Que ce soit au niveau de ces actions sociales ou en termes de développement, Klésia ne compte pas s’arrêter en si bon chemin. « En réponse au changement de l’environnement réglementaire et à la pression concurrentielle, il est important pour un groupe comme le nôtre de se projeter et de se préparer à la protection sociale de demain et c’est pour cela que nous avons approuvé le plan triennal Ambitions 2016 », indique Patrick Villessot. Dans cette logique, Christian Schmidt de La Brélie avait réuni, le 9 octobre dernier, l’ensemble des managers du groupe pour leur présenter ce plan. L’idée y est notamment qui est de développer les services afin « de remettre le client au centre de l’entreprise, avec des engagements de service », a déclaré le directeur général au magazine L’Argus de l’assurance le 17 mars. Enfin, avec la nouvelle donne créée par les décisions du Conseil constitutionnel (cf. encadré), le plan Ambition 2016 aura aussi pour mission de développer les accords de branche.
Cette stratégie de développement viendra s’ajouter à celle engagée lors de la naissance de Klésia et qui sera poursuivie en 2014. Ainsi: la fusion débutée en 2012 continuera son processus de finalisation qui devrait aboutir au cours des 18 prochains mois. De même, l’objectif d’atteindre une rentabilité de 3 %, correspondant aux fonds propres du groupe, est toujours d’actualité.
Malgré toutes les bonnes nouvelles dont peut se réjouir Klésia après plus d’une année d’existence, un retournement de situation récent et inattendu dans le secteur du transport est venu contrecarrer certains plans de développement du groupe. En effet, depuis le 1er janvier 2013, tous les salariés du secteur doivent bénéficier d’une mutuelle. Grâce à un accord conventionnel daté du 1er octobre 2012, Carcept Prev avait été désigné comme étant l’assureur unique auquel devaient faire appel les entreprises du secteur pour leurs 450 000 salariés. Seulement voilà, dans une décision du 13 juin 2013, le Conseil constitutionnel a invalidé cet accord au nom du respect de la concurrence.

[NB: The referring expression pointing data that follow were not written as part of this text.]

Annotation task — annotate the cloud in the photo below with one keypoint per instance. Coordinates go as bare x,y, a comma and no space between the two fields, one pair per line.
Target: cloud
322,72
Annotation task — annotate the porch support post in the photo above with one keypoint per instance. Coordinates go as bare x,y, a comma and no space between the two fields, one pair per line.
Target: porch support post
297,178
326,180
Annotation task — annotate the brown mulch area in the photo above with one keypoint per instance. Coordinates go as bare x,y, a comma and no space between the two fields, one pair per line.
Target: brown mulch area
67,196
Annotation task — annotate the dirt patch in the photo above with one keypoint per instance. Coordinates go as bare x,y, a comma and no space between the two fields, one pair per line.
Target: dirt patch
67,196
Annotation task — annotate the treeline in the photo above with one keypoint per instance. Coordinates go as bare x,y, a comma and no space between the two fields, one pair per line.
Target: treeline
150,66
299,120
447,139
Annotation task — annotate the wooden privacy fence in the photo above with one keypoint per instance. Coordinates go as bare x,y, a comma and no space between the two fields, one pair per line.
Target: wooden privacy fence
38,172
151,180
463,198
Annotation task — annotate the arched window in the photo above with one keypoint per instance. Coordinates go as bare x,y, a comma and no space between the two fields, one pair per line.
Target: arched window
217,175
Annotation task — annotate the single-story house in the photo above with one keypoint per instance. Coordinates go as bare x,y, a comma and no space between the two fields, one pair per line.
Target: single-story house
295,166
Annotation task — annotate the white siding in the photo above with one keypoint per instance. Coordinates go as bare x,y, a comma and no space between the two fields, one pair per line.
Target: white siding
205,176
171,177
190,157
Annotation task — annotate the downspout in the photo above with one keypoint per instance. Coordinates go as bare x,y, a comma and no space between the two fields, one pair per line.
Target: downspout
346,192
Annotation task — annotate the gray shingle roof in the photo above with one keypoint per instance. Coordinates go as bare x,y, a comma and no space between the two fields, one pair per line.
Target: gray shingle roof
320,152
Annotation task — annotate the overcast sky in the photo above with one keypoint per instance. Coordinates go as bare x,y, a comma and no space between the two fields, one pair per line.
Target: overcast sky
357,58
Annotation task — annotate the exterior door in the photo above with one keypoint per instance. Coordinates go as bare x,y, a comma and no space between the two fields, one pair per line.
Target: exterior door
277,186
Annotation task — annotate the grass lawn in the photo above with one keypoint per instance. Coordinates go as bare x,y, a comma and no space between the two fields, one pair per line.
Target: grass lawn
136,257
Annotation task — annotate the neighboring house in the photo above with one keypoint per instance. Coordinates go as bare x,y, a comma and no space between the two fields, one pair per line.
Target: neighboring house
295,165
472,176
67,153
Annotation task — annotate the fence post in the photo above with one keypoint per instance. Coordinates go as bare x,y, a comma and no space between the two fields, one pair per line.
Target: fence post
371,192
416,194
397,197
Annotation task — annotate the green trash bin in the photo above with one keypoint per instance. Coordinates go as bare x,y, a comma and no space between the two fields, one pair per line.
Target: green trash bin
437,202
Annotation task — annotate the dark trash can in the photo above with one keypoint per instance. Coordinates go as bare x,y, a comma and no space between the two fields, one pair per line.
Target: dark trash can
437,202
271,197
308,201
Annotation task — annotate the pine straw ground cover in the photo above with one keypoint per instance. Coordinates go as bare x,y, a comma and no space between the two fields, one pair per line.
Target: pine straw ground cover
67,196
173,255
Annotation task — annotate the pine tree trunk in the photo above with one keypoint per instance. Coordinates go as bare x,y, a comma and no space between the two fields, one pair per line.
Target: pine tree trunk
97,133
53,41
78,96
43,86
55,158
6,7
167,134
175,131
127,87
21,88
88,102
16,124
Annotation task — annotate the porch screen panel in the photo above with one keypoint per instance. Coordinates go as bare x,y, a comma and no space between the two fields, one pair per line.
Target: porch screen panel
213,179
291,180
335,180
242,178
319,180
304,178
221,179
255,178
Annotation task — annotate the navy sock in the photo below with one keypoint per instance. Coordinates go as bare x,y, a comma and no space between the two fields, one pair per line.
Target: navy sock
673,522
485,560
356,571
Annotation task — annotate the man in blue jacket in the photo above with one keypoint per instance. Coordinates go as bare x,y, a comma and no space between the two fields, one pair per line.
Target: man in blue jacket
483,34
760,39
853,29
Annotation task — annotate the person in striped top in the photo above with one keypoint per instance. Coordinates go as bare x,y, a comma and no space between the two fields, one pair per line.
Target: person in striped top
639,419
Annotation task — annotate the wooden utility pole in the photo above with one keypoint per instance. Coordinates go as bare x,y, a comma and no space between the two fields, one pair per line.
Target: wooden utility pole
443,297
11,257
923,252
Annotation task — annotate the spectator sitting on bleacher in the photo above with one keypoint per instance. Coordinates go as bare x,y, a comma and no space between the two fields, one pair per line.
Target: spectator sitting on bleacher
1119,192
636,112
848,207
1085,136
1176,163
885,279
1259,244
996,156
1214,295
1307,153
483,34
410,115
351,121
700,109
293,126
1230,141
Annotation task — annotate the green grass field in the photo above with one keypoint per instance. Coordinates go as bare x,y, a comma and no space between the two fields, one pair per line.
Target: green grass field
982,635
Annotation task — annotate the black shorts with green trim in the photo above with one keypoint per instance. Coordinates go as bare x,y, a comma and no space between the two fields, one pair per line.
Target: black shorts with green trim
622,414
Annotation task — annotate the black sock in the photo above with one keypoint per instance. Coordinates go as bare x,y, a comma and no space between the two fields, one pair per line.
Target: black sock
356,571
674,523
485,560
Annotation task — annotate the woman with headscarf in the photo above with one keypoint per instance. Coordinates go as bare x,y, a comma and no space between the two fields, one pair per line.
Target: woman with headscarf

Résultat, si les entreprises ayant déjà signé un contrat avec Carcept Prev sont obligées de le respecter jusqu’à son terme (c’est-à-dire au maximum jusqu’en 2018), les autres sont tout à fait libres de s’adresser à un autre assureur à condition d’opter pour une couverture maladie au moins aussi avantageuse que celle prévue dans le cadre de l’accord avec Carcept Prev. Une situation qui n’est pas pour satisfaire Patrick Villessot, vice-président de Klésia: « Le régime conventionnel destiné à couvrir les frais de soins de santé des salariés de notre secteur, obligatoire depuis le 1er janvier 2013, est assuré auprès de Carcept Prévoyance qui a été désignée à l’unanimité par les partenaires sociaux. Si certaines entreprises décident d’aller ailleurs, si elles préfèrent s’adresser à un autre acteur de l’assurance, c’est leur choix. Mais je pense que cela pourrait être un recul social. Si elles veulent que les choses continuent à avancer en termes de protection sociale, il faut qu’elles restent chez nous ».